L’hypothèque est le type de garantie le plus commun en cas de rachat de crédit immobilier. La garantie hypothécaire permet à la banque de récupérer la dette par la vente aux enchères du bien mis comme garantie par l’emprunteur.

La caution solidaire d’un tiers n’est pas toujours une solution pour le rachat de crédit. Certaines banques n’acceptent pas une telle garantie pour les opérations de rachat, il faut donc bien se renseigner avant de négocier un rachat de crédit auprès d’une banque.

Par la caution solidaire, un particulier personne physique s’engage devant le créditeur à se soumettre aux mêmes obligations que l’emprunteur. En cas de défaillance au paiement des mensualités par ce dernier, ce particulier sera tenu de payer à sa place.

L’emprunteur a également la possibilité de se faire cautionner par une société et non pas une personne physique. La société assume le même rôle par rapport à la banque et à l’emprunteur. Mais, une fois ce garant ayant rempli ses fonctions, l’emprunteur devra s’acquitter de sa dette devant lui.

Les taux de crédit atteignent leurs plus bas niveaux historiques

Le coût du crédit est actuellement à son meilleur niveau, avec des taux moyens réduits à 3,65%, près du record historique atteint en octobre 2005. Les particuliers ont donc le vent en poupe pour contracter des prêts ou négocier des rachats de crédit.

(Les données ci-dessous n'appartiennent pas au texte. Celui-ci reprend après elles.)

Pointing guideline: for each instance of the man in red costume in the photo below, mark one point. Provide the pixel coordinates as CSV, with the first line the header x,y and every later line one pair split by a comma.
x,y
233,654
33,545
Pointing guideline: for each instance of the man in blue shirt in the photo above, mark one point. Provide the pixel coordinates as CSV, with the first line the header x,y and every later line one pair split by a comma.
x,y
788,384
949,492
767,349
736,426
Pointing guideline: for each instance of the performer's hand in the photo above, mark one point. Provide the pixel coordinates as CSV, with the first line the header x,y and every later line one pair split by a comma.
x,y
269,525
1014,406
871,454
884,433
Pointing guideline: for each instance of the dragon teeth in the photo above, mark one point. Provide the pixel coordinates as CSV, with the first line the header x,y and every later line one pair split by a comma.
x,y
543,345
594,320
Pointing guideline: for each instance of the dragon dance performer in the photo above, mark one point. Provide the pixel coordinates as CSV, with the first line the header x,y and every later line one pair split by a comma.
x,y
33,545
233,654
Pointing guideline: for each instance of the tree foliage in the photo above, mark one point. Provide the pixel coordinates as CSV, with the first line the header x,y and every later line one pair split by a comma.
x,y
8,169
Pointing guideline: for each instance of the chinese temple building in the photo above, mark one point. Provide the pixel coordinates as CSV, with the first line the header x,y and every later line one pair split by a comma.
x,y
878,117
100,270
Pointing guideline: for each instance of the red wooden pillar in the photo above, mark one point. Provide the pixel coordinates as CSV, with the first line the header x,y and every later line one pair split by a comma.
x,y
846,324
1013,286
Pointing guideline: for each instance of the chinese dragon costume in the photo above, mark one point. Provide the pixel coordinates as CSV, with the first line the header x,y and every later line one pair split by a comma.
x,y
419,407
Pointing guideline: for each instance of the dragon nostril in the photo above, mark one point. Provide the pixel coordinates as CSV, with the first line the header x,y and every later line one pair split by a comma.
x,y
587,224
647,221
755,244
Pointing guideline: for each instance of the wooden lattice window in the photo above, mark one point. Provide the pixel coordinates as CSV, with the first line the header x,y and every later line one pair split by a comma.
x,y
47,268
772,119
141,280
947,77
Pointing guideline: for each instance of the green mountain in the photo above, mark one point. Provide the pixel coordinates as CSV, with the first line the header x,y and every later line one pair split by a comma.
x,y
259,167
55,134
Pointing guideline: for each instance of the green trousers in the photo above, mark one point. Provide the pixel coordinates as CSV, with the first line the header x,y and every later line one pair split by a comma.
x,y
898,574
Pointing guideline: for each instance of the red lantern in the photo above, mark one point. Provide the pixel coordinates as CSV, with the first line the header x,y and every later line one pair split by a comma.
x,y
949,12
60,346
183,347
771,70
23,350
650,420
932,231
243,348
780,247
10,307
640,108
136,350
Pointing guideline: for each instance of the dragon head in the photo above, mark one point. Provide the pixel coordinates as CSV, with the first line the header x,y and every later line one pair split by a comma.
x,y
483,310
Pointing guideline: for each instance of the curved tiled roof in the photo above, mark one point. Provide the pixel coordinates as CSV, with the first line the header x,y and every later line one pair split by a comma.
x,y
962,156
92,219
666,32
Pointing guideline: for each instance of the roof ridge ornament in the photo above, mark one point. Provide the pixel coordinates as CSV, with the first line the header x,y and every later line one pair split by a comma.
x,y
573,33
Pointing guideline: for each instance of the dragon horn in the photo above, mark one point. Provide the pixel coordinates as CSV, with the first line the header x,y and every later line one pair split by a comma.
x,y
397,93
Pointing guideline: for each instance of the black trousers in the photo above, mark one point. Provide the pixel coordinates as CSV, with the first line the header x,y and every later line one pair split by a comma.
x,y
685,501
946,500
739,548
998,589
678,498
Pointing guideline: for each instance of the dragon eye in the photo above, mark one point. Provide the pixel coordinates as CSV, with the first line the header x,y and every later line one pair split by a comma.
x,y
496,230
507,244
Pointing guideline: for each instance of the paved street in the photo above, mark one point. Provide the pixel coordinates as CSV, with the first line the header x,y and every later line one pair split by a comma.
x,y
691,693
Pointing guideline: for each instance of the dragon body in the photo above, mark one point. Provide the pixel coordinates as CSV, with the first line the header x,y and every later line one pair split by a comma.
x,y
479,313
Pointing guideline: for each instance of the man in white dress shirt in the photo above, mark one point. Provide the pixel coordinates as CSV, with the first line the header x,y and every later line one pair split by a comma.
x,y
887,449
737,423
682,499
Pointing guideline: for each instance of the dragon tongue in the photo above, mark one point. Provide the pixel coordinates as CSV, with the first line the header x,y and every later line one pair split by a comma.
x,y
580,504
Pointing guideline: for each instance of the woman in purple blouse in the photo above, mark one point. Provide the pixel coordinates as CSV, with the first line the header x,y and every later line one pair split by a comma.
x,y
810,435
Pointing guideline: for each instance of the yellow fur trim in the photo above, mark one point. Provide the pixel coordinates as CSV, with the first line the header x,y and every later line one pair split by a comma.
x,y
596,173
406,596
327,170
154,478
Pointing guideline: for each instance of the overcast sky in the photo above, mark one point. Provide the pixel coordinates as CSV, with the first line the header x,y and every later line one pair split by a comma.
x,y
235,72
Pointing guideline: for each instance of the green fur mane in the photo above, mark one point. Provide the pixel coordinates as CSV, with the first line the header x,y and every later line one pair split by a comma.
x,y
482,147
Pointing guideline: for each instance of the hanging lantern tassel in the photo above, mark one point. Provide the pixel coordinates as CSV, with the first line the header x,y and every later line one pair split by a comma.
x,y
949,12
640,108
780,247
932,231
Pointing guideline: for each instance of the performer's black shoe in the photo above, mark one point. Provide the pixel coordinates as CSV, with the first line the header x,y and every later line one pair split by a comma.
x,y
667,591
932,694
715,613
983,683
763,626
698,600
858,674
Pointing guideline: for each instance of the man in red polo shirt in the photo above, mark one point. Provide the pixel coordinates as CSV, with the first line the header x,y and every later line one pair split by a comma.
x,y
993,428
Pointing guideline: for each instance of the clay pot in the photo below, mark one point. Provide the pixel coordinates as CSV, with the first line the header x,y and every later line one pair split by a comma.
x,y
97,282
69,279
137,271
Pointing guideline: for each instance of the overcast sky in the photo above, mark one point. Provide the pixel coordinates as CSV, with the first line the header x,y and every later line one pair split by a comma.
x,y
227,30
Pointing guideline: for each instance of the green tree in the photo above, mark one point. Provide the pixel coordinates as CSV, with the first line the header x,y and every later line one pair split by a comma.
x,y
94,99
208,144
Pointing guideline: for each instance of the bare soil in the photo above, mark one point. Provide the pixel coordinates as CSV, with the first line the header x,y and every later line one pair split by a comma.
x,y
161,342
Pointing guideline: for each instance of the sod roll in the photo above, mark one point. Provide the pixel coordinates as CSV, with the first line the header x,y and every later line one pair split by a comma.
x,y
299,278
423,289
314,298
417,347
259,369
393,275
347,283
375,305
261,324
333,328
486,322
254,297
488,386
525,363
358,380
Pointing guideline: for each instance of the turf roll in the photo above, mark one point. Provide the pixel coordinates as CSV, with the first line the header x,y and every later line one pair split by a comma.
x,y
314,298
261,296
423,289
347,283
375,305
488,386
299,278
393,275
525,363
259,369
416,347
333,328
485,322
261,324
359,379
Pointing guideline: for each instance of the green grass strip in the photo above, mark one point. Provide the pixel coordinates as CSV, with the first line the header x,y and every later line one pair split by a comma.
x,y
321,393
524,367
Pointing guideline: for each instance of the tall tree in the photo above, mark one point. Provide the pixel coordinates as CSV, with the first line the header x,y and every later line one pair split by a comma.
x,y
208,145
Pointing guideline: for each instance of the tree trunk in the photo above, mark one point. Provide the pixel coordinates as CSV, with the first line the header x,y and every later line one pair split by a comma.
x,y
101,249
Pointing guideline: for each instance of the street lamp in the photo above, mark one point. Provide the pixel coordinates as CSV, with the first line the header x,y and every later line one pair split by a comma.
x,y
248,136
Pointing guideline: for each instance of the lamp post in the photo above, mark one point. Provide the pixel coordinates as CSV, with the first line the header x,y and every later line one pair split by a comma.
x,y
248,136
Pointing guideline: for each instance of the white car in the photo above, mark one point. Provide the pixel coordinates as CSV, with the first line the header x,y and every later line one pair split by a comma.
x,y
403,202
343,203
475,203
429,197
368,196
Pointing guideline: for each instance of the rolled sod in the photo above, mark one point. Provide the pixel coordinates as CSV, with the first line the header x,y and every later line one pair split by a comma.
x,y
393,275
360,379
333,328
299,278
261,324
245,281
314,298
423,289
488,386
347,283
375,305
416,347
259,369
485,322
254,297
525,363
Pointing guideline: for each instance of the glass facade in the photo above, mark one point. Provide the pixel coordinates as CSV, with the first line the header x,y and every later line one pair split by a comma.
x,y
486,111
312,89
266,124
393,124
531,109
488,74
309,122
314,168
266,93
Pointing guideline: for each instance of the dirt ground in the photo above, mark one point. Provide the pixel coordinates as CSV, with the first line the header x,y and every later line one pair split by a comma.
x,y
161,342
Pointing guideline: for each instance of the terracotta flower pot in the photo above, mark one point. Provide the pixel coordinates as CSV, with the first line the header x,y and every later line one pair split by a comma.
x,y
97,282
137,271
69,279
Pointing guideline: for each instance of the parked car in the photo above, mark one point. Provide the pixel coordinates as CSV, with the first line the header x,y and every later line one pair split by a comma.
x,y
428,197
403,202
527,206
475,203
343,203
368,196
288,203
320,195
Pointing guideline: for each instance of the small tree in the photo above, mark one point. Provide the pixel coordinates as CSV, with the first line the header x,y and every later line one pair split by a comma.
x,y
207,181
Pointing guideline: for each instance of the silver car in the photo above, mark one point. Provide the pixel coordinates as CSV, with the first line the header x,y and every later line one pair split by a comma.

Au mois de juin, les prêts immobiliers accordés à la population à un taux inférieur à 4% ont représenté 97,3% du total de la production de crédit, alors qu’en 2005, la proportion était de 91,1%. Pour les biens immobiliers dans le neuf, la moyenne des taux de crédit s’est établie à 3,49%, un peu plus élevée que dans l’ancien, où elle a atteint le seuil de 3,44%.

En termes de superficie, le recul des taux apporterait à l’acheteur entre 1 et 5m² de plus pour une acquisition.

Le pouvoir d’achat immobilier s’est amélioré de 20% depuis 2008, après avoir régressé de 60% entre 1998 et 2008. Mais d’ici 2011, à cause de l’inflation dans la zone euro, les taux repartiront probablement à la hausse suivant l’évolution du taux directeur de la BCE.

Selon les spécialistes, les personnes intéressées par un financement auprès d’une banque, ont à disposition tout au plus six mois pour agir dans ces conditions favorables. Le point le plus bas a été touché et on a remarqué même une stabilisation des taux qui n’annonce plus de nouvelles régressions.

Si vous avez encore besoin d’arguments, la réforme des aides d’accession à la propriété vous en donne un de plus: le gouvernement n’envisage pas de maintenir l’allégement fiscal sous forme de déduction des intérêts d’emprunt pour la résidence principale. De plus, le doublement du prêt à taux zéro pour les primo-accédants dans le neuf a cessé au 1er juillet 2010.